Admittedly, I didn’t think the song could really be that hurtful to Carmen or Destiny. That is, until I saw Carmen note that “you have to look at it from a 17 year old girls perspective.”

Once I did I got a better understand as to why they were both vexed by the song, especially if it’s embolden some Twitter users to have the gall to say things to Carmen like “perhaps you should have a talking to with your daughter if this is how her own father sees her” and informing her that she ought to be a better role model. To which Carmen said in response, “Or perhaps her father should be talking to her and spending more time with her so he can really get to know her.”

I don’t know the relationship between Nas and his daughter so I can’t speak to that, but I can see how “Daughters” is sort of akin your parents telling embarrassing tales about you and your transgressions — only with a much bigger audience. Some people don’t want their nightmare revisited for fear of further humiliation. This is especially so if the behavior in question is framed in a contemptuous context. A context as contributing writer Josie Pickens explained wasn’t necessarily the best interpretation.

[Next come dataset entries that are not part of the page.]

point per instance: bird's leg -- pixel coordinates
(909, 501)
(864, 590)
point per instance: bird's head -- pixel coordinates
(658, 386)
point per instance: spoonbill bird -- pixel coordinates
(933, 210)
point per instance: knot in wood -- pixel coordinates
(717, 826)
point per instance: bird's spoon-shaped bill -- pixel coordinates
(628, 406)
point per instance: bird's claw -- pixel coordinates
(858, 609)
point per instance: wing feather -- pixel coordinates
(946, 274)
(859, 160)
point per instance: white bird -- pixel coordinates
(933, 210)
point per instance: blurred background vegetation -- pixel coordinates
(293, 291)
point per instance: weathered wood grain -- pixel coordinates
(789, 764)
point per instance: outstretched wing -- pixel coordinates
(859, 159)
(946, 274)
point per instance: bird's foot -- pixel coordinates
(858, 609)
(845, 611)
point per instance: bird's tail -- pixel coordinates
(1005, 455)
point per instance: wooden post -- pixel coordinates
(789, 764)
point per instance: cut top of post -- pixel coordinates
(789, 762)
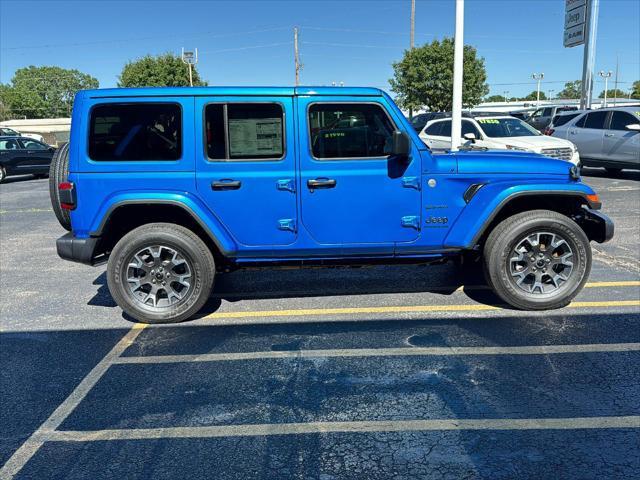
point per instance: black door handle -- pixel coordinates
(226, 184)
(321, 183)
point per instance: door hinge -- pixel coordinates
(287, 224)
(287, 184)
(411, 182)
(410, 221)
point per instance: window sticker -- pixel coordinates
(255, 137)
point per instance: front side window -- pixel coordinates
(135, 132)
(9, 145)
(468, 127)
(434, 129)
(244, 131)
(620, 120)
(595, 120)
(33, 145)
(349, 130)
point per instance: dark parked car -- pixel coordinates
(22, 155)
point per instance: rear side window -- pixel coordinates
(244, 131)
(595, 120)
(135, 132)
(434, 129)
(344, 130)
(620, 120)
(559, 120)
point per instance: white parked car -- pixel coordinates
(501, 132)
(10, 132)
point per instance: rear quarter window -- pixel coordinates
(135, 132)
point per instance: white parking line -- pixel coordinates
(385, 352)
(21, 456)
(347, 427)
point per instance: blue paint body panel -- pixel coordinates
(379, 207)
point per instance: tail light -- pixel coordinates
(67, 191)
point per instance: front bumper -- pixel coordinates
(596, 225)
(75, 249)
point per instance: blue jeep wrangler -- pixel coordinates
(171, 185)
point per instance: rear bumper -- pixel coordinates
(75, 249)
(597, 226)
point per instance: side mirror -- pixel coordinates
(470, 136)
(401, 144)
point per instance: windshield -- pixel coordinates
(506, 127)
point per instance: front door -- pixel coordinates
(353, 193)
(245, 167)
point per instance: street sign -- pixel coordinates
(574, 36)
(575, 17)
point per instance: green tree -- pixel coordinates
(534, 96)
(424, 77)
(613, 93)
(44, 92)
(166, 70)
(571, 90)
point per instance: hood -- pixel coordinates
(537, 142)
(501, 161)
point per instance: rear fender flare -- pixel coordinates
(202, 215)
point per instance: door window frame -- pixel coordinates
(344, 159)
(225, 103)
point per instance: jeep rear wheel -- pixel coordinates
(537, 260)
(160, 273)
(59, 172)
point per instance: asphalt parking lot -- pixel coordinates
(386, 372)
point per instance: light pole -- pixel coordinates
(458, 51)
(538, 77)
(190, 59)
(606, 76)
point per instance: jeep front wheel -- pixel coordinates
(160, 273)
(537, 260)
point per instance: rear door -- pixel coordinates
(245, 167)
(620, 144)
(588, 134)
(353, 193)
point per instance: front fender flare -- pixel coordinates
(476, 217)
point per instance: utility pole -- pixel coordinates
(296, 58)
(538, 77)
(606, 76)
(190, 59)
(458, 51)
(615, 84)
(591, 27)
(411, 38)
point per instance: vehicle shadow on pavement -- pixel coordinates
(261, 284)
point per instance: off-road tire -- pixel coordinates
(176, 237)
(59, 172)
(504, 238)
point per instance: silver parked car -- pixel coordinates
(608, 137)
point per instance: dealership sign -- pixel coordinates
(575, 17)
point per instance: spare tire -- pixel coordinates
(59, 172)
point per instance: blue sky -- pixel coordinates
(251, 42)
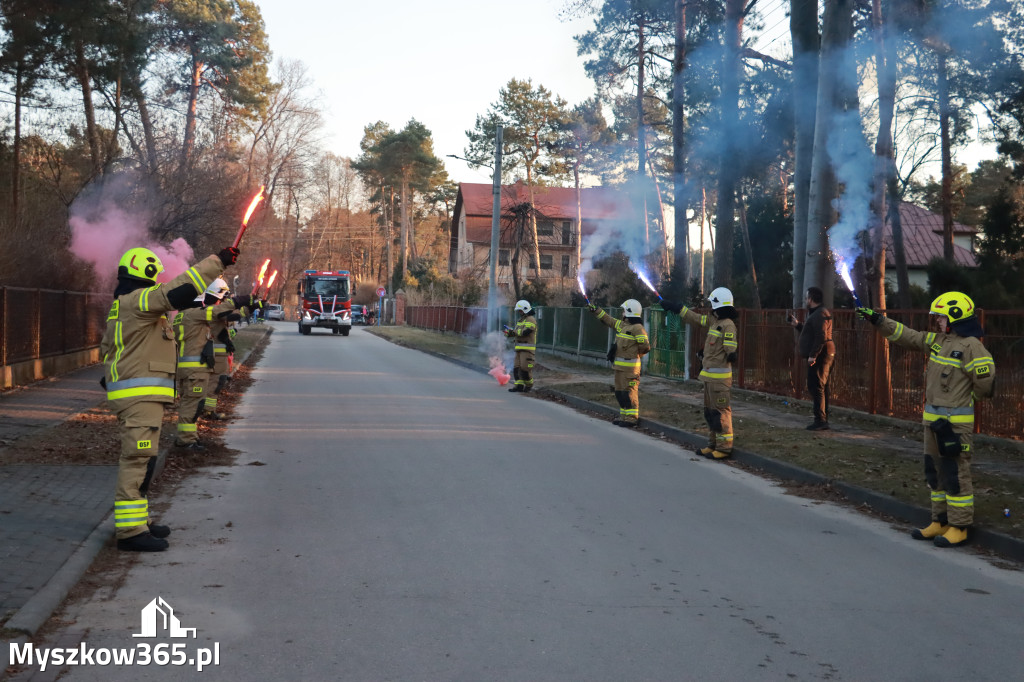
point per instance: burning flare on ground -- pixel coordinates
(245, 221)
(259, 278)
(583, 289)
(844, 272)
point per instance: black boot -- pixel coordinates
(144, 542)
(159, 530)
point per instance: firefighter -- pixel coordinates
(631, 344)
(718, 356)
(221, 323)
(524, 334)
(960, 370)
(197, 358)
(138, 356)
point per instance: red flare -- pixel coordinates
(245, 221)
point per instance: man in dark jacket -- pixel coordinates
(816, 346)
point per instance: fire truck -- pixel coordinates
(326, 300)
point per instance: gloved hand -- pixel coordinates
(245, 301)
(869, 315)
(228, 256)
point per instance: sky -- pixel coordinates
(440, 62)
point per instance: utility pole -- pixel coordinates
(496, 220)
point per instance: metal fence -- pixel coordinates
(42, 323)
(767, 355)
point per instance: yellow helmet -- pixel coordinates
(141, 264)
(954, 305)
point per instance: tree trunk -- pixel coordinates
(821, 215)
(725, 212)
(15, 171)
(151, 141)
(85, 82)
(884, 165)
(804, 30)
(681, 227)
(947, 170)
(532, 225)
(750, 251)
(192, 110)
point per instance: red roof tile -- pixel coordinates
(923, 238)
(553, 203)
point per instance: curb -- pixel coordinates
(38, 609)
(1001, 544)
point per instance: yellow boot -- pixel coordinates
(932, 530)
(953, 537)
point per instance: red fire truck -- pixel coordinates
(326, 298)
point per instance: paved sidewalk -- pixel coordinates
(46, 512)
(52, 517)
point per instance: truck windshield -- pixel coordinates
(327, 287)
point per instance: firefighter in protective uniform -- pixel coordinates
(220, 321)
(960, 370)
(631, 344)
(197, 358)
(139, 365)
(524, 334)
(718, 356)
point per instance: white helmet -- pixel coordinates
(632, 308)
(720, 298)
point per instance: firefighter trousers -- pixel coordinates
(193, 389)
(523, 369)
(718, 414)
(139, 427)
(628, 394)
(949, 478)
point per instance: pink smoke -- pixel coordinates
(100, 237)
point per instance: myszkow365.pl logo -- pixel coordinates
(158, 620)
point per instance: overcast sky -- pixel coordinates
(442, 62)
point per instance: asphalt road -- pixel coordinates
(393, 516)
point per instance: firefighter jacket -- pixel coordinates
(632, 342)
(720, 343)
(525, 334)
(960, 370)
(138, 344)
(216, 316)
(815, 333)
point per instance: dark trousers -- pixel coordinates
(818, 377)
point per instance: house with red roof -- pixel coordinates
(558, 227)
(923, 242)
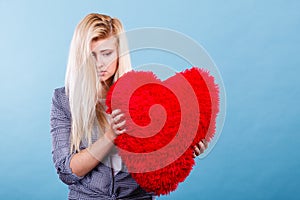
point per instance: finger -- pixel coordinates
(118, 118)
(205, 143)
(201, 147)
(194, 155)
(120, 125)
(119, 132)
(115, 112)
(197, 151)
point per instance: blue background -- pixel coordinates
(255, 45)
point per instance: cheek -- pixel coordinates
(113, 66)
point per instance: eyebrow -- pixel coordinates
(103, 50)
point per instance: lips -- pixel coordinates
(102, 73)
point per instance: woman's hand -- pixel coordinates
(200, 148)
(117, 124)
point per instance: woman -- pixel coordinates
(82, 133)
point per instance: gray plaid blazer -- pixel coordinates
(98, 184)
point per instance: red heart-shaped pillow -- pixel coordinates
(165, 120)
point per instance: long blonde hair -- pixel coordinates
(81, 82)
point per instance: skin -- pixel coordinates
(105, 53)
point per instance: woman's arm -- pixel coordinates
(84, 161)
(87, 159)
(71, 167)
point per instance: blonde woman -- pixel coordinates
(82, 133)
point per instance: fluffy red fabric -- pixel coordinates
(165, 120)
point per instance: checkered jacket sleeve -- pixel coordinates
(60, 123)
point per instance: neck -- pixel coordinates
(105, 85)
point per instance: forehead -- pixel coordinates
(103, 44)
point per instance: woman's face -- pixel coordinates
(105, 53)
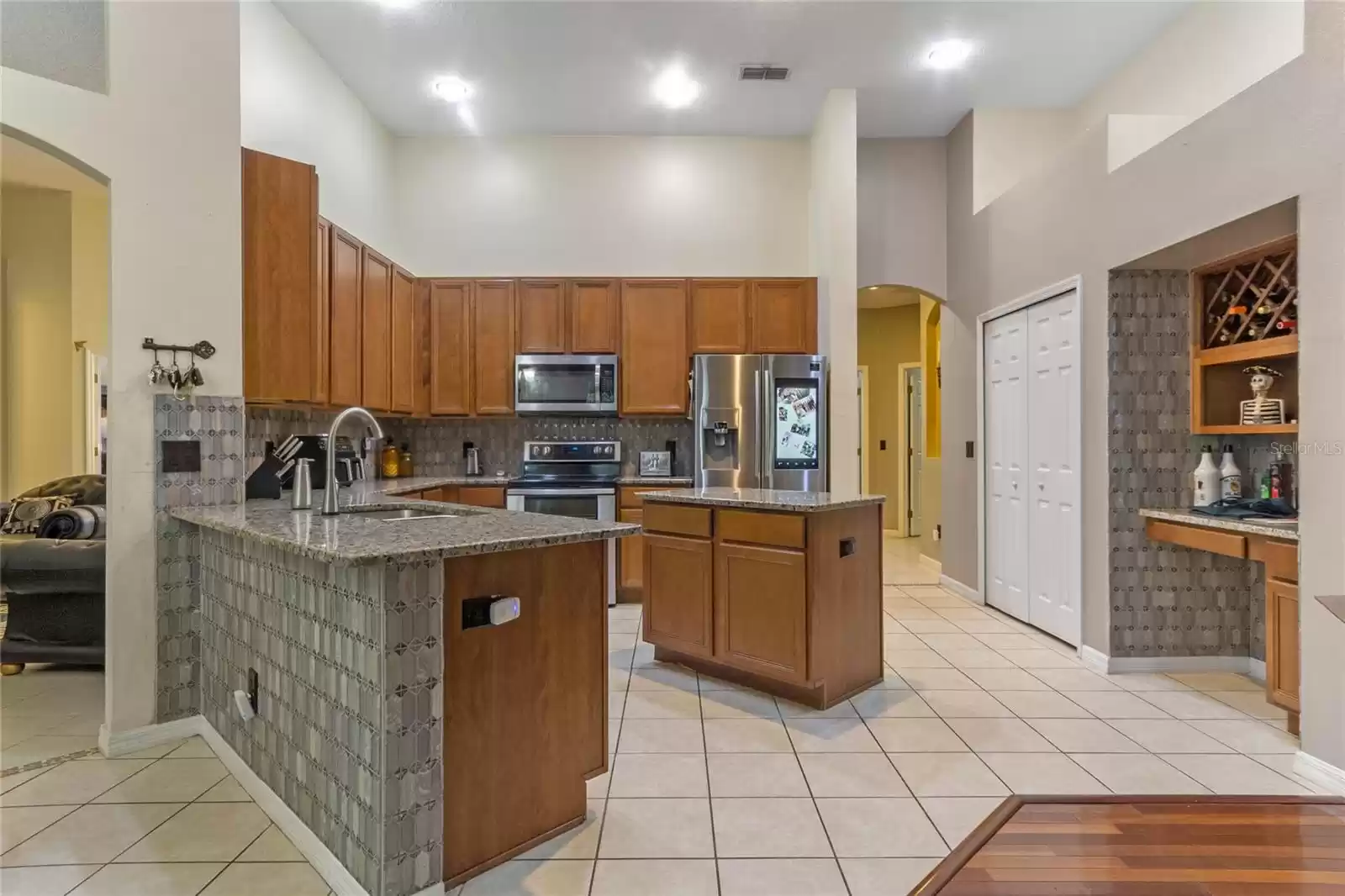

As a writer, I’m aware that while I’m free to write about myself and my experiences, not everyone around me is so gung ho about my teapot overflowing. After giving a number of critics a taste of their own medicine, Bryan said she was no longer discussing the song per Destiny’s wishes. “At this time I am going to honor my daughter’s request and not validate the song by commenting on it any further,” Bryan said.

Had Nas bothered to talk to Destiny about his desire to discuss what he feels are her mistakes with the world before actually doing so, he might have avoided the big one he just made. One I can imagine she won’t soon forget.